Node's primary organizational principle is eliminating blocking processes through event-driven, asynchronous I/O.
If a process's start, stop, and idle state are understood as events that can be subscribed to and acted upon, we can begin to discuss how extremely complex systems can be constructed within this new and, at heart, quite simple to grasp model.
What would an environment within which many clients’ jobs are cooperatively scheduled to look like? And how is this message passing between events handled? Let’s explore two popular options and discover the one that greatly influences Node Architectural Design choice.
Collaboration
Workers could be assigned new tasks in a collaborative environment instead of idling. A virtual switchboard called a dispatcher is used.
Queueing
We might add a buffer (queue) between the clients and the dispatcher(Libuv) to avoid overwhelming anyone. This is responsible for managing the prioritized queue of client tasks, sending and receiving requests and responses from the dispatcher and worker when idle and when not.
The queue model greatly inspires the Node Architectural Design choice. However, to implement the queueing model, the Node system is made up of three components:
V8 engine
LibUv
Node (Service Manager)
V8 Engine
V8 is Google’s JavaScript engine, written in C++. It compiles and executes JavaScript code inside a VM (Virtual Machine). The Node event loop is ultimately doing the method of building up and tearing down a single stack.
LibUv
Node.js internals uses the Libuv library to enforce an asynchronous, event-driven programming style. The core job of Libuv in Node.js is to provide an event loop and callback-based notifications of I/O and other activities.

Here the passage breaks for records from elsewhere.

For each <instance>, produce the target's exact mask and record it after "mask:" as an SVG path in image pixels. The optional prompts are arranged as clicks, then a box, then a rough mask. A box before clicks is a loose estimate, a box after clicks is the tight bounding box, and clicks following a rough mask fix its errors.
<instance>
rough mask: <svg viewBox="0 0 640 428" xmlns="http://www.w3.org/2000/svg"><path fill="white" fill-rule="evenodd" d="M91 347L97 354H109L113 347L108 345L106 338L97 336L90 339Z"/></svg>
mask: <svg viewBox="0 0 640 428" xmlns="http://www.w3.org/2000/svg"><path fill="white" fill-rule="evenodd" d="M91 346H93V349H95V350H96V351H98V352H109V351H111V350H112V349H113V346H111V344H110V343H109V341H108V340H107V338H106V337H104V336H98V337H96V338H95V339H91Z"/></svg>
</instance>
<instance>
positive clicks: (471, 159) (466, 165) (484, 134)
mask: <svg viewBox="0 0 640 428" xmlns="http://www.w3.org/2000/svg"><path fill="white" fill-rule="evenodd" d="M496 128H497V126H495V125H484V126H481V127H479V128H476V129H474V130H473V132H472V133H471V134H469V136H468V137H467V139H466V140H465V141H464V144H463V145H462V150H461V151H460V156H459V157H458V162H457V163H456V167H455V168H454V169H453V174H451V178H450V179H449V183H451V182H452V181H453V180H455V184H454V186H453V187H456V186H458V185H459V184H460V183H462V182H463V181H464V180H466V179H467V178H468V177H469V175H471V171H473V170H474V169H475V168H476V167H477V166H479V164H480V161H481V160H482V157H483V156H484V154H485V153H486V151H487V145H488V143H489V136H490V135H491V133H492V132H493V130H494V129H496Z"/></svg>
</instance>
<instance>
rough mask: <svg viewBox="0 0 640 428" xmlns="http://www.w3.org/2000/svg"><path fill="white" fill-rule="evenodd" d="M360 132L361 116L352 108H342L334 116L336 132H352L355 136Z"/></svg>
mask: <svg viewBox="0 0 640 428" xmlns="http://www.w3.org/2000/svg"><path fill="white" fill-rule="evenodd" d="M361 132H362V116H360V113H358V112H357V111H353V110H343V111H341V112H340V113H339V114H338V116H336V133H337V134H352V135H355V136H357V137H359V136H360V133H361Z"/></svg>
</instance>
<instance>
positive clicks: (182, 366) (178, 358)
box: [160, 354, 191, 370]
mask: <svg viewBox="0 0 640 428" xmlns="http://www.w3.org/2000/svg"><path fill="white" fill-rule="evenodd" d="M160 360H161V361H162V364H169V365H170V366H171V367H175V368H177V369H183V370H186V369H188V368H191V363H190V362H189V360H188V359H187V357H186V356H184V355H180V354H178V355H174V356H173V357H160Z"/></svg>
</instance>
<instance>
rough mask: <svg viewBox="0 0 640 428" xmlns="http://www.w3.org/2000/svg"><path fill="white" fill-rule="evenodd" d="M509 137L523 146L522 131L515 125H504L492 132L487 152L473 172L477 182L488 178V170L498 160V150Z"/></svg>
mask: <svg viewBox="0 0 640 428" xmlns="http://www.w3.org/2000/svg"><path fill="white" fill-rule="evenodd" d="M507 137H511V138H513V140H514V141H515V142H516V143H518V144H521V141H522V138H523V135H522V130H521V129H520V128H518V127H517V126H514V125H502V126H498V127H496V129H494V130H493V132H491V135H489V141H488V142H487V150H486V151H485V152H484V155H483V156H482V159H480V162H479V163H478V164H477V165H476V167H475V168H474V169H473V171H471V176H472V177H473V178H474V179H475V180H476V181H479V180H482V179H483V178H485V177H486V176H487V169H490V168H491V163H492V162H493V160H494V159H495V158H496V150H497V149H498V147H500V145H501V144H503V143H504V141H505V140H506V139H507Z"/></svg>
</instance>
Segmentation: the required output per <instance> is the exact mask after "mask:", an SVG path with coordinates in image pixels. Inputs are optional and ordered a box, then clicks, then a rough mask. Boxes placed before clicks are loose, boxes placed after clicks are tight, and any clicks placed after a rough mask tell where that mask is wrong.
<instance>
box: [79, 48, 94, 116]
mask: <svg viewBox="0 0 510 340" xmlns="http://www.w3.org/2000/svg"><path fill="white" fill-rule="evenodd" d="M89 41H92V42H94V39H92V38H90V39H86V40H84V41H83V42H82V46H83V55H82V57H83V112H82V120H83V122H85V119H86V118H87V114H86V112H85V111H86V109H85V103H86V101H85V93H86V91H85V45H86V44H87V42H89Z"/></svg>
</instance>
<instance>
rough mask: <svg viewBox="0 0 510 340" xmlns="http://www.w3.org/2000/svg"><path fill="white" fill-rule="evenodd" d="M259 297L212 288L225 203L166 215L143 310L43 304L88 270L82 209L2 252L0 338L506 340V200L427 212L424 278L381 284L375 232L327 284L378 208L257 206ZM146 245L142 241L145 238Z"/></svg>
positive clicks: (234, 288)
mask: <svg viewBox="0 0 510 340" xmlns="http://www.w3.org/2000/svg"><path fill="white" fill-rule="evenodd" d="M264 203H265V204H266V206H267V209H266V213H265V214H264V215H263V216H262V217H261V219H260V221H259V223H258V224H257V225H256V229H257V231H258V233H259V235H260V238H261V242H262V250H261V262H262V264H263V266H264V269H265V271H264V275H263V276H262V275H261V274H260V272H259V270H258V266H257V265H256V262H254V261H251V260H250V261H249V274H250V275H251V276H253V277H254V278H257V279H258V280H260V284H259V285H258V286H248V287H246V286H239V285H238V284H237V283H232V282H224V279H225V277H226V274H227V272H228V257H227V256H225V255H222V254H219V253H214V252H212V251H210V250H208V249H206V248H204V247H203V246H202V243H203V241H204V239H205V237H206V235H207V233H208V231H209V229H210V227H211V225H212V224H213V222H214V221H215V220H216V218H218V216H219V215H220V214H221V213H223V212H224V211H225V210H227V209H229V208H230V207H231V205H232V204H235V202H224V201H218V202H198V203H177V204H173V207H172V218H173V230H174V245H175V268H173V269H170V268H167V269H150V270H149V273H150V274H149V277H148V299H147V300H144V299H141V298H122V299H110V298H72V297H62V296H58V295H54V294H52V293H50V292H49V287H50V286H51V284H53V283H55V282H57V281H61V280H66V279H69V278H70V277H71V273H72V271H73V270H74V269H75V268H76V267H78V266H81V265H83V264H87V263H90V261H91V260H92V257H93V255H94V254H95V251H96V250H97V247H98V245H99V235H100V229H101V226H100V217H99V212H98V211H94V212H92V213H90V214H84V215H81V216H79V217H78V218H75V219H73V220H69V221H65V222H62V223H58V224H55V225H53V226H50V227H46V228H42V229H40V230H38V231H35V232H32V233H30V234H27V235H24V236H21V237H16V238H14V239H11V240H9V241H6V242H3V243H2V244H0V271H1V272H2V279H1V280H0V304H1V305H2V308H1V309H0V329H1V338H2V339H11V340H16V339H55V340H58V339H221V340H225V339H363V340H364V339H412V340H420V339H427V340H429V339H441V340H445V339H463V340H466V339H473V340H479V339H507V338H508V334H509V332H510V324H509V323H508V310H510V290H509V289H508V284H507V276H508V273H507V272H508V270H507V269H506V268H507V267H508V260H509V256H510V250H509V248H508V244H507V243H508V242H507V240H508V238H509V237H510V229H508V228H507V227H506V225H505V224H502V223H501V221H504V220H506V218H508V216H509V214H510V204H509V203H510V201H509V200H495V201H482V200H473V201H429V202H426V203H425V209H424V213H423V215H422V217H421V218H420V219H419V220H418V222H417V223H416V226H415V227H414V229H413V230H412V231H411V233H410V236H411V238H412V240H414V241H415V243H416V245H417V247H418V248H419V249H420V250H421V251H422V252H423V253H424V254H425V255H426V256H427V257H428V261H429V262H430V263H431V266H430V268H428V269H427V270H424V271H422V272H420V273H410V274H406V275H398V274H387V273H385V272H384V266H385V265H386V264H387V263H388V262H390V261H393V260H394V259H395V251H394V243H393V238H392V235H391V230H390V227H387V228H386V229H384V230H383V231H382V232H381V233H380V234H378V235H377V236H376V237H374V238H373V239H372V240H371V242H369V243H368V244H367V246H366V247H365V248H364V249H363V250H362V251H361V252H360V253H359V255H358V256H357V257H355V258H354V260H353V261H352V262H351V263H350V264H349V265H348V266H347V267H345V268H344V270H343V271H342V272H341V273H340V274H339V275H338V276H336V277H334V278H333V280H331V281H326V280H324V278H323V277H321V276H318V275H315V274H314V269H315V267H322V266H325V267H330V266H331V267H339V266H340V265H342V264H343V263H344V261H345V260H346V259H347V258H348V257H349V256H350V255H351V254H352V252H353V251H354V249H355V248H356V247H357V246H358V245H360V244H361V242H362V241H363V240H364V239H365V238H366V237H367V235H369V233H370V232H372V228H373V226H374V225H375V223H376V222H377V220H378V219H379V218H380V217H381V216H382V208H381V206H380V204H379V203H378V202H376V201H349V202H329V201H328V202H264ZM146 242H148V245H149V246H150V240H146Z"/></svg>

It is a multi-platform support library focusing on Asynchronous I/O and other core utilities like timers, non-blocking networking support, asynchronous file system access, child processes, and more in Node.js.
Speaking of Event Loops, Node.js uses event-driven programming architecture. A program indicates interest in certain events and responds to them when these events occur. Libuv handles gathering these events from the operating system and monitoring other sources of events. Since the event loop runs forever, users can register callbacks to be invoked when an event occurs.
Here’s a pseudocode explaining how to event loop works:
while there are still events to process:
e = get the next event
if there is a callback associated with e:
call the callback
Node.js event loop is a broad topic, and I will create detailed content exploring the Event loop here. However, this video from ProgrammingWithMosh is a good one.
Node (Service Manager)
Node is the services manager running through the provided instructions and prioritizing them. When a potentially blocking task is encountered (I/O, timers, and streams), it is handed over to the dispatcher (the libuv thread pool). Otherwise, the instruction is queued up for the event loop to pop and execute.
The primary idea of Node.js is that all I/O or time-consuming operations occupy the worker's pools which the Node service manager will hand over to the dispatcher (the Libuv thread pool) while the remaining work (Non-I/O) tasks are sent to the single thread of V8.
The Node engine is the services manager running infinitely through the provided instructions, prioritizing them, and returning all responses via callback to the client.